Ed has conflicted feelings about Chinese everything, because she claims that as an unmarried, childless woman with an insufficiently impressive car (Volkswagen Golf, dented) she is considered within the culture of her upbringing to be kind of a waste of space. Before she held up the Lung Shan menu I had never heard her speak Cantonese. It was thrilling. Like finding out that one of my friends could play the violin, or fly.
The waitress looked at us with complete disdain.
There was, she said back in Cantonese, nothing that was not on the menu. There was never anything that was not on the menu. We were very much in error. Once we had decided what to order off of one of the actual menus, then she would come and take our order. And then she stomped away.
I looked up. Bowien was making dumplings in the corner. “Is there secret food in the back?” I asked. He nodded.
Ed looked at me. “See,” she said, “xenophobia isn’t just about language. It’s also about class. Even if I came in without you, she might not let me eat that food.”
“Come to think of it,” said Bowien, “I’ve only seen her serve it to Chinese men. I think they’re construction workers.”
“What is it?”
“Mostly bitter melon.”
“Ah,” said Ed, sadly. “Bitter melon. That’s one of the most identifiably Chinese foods there is. That’s food for people who are homesick.”
Even if you don’t believe that the Chinese made it to the Americas before Columbus did, Chinese food has been here long enough to become its own thing entirely. Chinese food in the States has its own dishes never heard of in China, like General Tso’s chicken. Fortune cookies are actually from the Japanese Tea Garden in Golden Gate Park. Skillfully made authentic Chinese food outside of China itself is still sufficiently difficult to find that when people do find it, it can drive them a bit mad.
“Someone gave me a book once,” said Ed. “It was called “Secrets of Chinese Cooking.” I was so excited. I thought maybe I could learn how to cook the food I grew up with, without having to ask my my mom. But then I flipped through the pages and it was just ketchup, cornstarch. The same horrible distorted thing like you find in restaurants.”
So we ordered off the Mission Chinese Food menu. There was an egg custard with pieces of duck inside it. There were Szechuan pickles, with cabbage and fresh-roasted peanuts. There were fresh mushroom dumplings.
It wasn’t exactly Chinese food, said Ed. Too much meat, for one thing. And where she grew up, the preference was for lean meat instead of fatty. But she was visibly glowing. Her grandmother used to roast her own peanuts, she said, and they tasted like these. Her grandmother used to ferment her own black beans, and they tasted like these.

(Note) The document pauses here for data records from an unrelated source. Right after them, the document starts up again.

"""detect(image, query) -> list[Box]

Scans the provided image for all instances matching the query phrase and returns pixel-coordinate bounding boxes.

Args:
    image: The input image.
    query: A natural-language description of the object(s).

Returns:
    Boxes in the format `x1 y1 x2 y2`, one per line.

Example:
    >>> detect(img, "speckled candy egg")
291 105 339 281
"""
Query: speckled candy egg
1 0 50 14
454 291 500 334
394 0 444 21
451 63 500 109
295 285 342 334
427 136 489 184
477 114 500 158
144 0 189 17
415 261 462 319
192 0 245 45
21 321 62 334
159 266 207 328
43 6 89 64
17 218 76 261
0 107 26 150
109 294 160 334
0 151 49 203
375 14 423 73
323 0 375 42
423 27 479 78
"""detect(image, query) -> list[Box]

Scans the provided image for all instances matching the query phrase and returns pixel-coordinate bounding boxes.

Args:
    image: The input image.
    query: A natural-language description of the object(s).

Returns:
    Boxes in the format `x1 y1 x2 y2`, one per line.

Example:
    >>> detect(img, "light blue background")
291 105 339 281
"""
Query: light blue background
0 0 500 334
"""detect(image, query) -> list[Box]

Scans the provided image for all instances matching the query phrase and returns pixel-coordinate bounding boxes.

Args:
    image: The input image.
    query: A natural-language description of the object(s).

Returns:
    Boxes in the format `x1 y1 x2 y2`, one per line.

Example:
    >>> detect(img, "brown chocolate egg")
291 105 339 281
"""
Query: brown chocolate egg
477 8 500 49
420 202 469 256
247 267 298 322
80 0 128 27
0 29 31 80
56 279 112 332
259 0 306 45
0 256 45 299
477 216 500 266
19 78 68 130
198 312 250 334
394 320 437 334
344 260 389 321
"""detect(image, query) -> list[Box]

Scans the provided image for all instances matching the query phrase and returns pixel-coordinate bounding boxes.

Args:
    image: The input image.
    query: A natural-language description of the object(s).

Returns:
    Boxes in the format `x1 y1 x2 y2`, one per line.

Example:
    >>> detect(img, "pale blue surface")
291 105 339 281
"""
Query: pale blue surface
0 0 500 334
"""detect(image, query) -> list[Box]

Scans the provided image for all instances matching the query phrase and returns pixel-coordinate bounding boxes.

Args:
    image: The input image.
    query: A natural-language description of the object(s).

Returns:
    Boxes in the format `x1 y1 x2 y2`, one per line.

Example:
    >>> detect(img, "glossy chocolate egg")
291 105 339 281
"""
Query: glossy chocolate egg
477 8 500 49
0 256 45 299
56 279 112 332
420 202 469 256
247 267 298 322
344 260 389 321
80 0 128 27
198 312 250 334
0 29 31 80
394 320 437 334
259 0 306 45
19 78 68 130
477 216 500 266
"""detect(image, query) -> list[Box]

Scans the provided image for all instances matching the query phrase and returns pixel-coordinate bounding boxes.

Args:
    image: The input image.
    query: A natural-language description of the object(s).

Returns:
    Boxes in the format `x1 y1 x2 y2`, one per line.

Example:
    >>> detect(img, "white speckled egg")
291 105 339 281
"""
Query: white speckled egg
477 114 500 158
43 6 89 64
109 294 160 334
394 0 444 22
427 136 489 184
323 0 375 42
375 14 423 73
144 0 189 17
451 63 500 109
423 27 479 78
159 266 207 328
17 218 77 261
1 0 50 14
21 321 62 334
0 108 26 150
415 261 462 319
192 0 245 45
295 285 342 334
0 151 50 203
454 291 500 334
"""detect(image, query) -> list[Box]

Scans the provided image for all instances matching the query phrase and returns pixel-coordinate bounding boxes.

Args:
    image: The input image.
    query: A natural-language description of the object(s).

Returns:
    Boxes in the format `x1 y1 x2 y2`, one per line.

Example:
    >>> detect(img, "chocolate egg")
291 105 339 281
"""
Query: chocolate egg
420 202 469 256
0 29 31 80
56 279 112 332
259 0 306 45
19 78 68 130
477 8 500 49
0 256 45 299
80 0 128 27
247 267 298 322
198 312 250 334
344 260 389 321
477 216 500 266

I bet, said Ed, hopefully, this was the menu of a second-generation son. Someone who had told his parents that the way to make money was to make food like you would find in the old country, make it from better ingredients, and charge more for it.
No such luck, I said. As a young child, Bowien was flown out to Oklahoma on a plane from Korea. There he was raised on pickled okra and Hamburger Helper. Today he does things like ferment oil-poached fish paste, make confit and fortified stock, and braise meat for ages in the underpowered oven the way that people did in the ages before monosodium glutamate. But it’s all out of affection. There’s no history behind it. He has never even been to China.
How? “This is cooking,” says Bowien, cheerfully. “It’s not rocket science.”